Tal vez lo que más nos frustra es que, al final, no hay nada que podamos decir realmente sobre tan importante momento de nuestras vidas. Certeza: tenemos sed de certeza. Pero cuando se trata de la muerte, lo único que tenemos es una copa llena de un licor que todos vamos a tomar, sin que nadie nos pueda decir a qué sabe realmente (porque los que ya lo han probado, no están habilitados para hacérnoslo saber).
En la Edad Media, la muerte llegó a adquirir una presencia en toda su ley. Caminaba entre la gente, podía aparecerse, y tenía no sólo cuerpo sino hasta voz. Para unos, era la gran igualadora, la potencia fatal, esa ante la cual todos éramos iguales. Había quienes la veían con horror. Otros, como el gran Manrique, la veía como la gran liberadora de las cadenas, la única que podía acercarse a los hombres y reconocer, en ellos, su verdadera grandeza. Pero todos estaban de acuerdo en algo, y esto es que la muerte estaba allí, entre ellos. Fuese o no con temor, la podían ver a la cara, hablar de ella, saber de ella. Tenían una certeza: que todos iban a morir. Hoy, en cambio, la gente prefiere hacer como si no supiera nada. La incertidumbre como refugio. Un refugio inútil.
¿Dónde está la vida? ¿La VERDADERA vida? Esto es lo que se preguntaba Calderón mientras imaginaba los altibajos del triste Segismundo, un hombre que nació para no saber, y que tal vez terminó sabiendo demasiado o demasiado poco. ¿Acaso no es esta vida el sueño del que hay que despertar? ¿Despertar a dónde? ¿A la muerte acaso?
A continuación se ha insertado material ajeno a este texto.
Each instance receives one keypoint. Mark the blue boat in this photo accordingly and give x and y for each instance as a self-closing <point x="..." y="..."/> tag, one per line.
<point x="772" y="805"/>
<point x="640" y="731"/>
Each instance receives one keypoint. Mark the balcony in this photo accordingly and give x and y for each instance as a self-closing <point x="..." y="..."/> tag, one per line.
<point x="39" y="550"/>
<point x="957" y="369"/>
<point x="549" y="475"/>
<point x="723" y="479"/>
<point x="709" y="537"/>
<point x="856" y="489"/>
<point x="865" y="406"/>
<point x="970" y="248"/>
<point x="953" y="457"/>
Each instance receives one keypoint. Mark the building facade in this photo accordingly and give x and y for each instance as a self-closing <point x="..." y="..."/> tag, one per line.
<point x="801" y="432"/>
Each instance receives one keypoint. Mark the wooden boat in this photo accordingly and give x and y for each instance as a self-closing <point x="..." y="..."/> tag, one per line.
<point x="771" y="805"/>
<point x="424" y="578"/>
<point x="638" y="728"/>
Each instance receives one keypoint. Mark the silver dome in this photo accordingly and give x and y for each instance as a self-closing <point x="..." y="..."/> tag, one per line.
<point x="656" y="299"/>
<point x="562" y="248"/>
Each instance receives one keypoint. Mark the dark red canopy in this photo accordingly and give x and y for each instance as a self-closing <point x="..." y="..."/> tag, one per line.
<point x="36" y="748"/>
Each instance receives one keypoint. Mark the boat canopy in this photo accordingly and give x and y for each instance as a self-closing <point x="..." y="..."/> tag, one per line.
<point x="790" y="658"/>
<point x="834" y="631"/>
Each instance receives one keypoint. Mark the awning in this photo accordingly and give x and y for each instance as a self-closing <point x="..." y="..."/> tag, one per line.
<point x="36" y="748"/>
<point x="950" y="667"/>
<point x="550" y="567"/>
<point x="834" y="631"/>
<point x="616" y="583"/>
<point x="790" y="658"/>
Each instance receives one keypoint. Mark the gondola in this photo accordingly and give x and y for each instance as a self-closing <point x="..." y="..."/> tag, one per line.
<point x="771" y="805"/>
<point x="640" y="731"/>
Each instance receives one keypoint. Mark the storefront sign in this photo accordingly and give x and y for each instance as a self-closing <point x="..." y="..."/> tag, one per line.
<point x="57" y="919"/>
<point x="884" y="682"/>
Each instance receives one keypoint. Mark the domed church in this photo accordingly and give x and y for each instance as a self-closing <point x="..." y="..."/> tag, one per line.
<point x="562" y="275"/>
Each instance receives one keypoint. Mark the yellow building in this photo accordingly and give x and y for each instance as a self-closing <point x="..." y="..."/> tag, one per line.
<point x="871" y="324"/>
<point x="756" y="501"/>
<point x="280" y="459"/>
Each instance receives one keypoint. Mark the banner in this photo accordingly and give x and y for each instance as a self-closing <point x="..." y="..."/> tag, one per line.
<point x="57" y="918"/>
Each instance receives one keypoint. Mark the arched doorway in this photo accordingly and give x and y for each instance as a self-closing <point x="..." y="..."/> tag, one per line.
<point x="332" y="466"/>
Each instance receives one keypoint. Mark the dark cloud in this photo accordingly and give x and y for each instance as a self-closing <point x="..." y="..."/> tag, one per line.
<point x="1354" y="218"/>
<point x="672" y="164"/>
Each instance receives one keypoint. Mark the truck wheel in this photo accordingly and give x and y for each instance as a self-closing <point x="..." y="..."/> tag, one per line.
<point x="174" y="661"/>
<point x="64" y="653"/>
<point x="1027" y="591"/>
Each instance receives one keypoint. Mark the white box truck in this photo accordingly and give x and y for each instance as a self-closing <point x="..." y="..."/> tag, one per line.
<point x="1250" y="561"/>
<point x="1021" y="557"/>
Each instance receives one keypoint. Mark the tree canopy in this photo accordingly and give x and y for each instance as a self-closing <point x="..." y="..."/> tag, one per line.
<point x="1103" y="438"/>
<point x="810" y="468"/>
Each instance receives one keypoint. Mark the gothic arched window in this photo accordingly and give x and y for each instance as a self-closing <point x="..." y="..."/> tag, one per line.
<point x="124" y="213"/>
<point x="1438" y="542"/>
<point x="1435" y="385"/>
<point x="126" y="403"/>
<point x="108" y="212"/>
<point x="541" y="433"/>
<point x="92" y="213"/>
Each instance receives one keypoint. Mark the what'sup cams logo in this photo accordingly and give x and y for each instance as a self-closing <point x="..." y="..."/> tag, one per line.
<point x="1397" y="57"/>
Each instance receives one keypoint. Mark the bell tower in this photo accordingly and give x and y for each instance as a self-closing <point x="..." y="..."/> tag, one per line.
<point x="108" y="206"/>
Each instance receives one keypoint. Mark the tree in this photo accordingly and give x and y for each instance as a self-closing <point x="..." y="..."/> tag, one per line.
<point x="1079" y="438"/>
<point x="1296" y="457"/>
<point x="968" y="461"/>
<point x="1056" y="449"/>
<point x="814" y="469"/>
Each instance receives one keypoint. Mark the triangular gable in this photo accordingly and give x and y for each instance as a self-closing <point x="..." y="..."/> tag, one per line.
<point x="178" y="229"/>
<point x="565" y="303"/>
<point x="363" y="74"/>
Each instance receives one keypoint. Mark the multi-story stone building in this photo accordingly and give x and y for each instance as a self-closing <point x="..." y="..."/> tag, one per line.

Claro, como nadie sabe lo que hay del otro lado del telón...
Hay una frase de Joyce que a mí me gusta mucho: "Death begins with reproduction". Es una gran verdad dicha tan abiertamente que hasta uno se siente un poco tonto después de leer esas palabras, cuando se ve obligado a reconocer que ya lo sabía. Empezamos a morir en el minuto mismo en que empezamos a ser algo. Avanzamos en cuenta regresiva. Como decía antes, son solo gajes del oficio.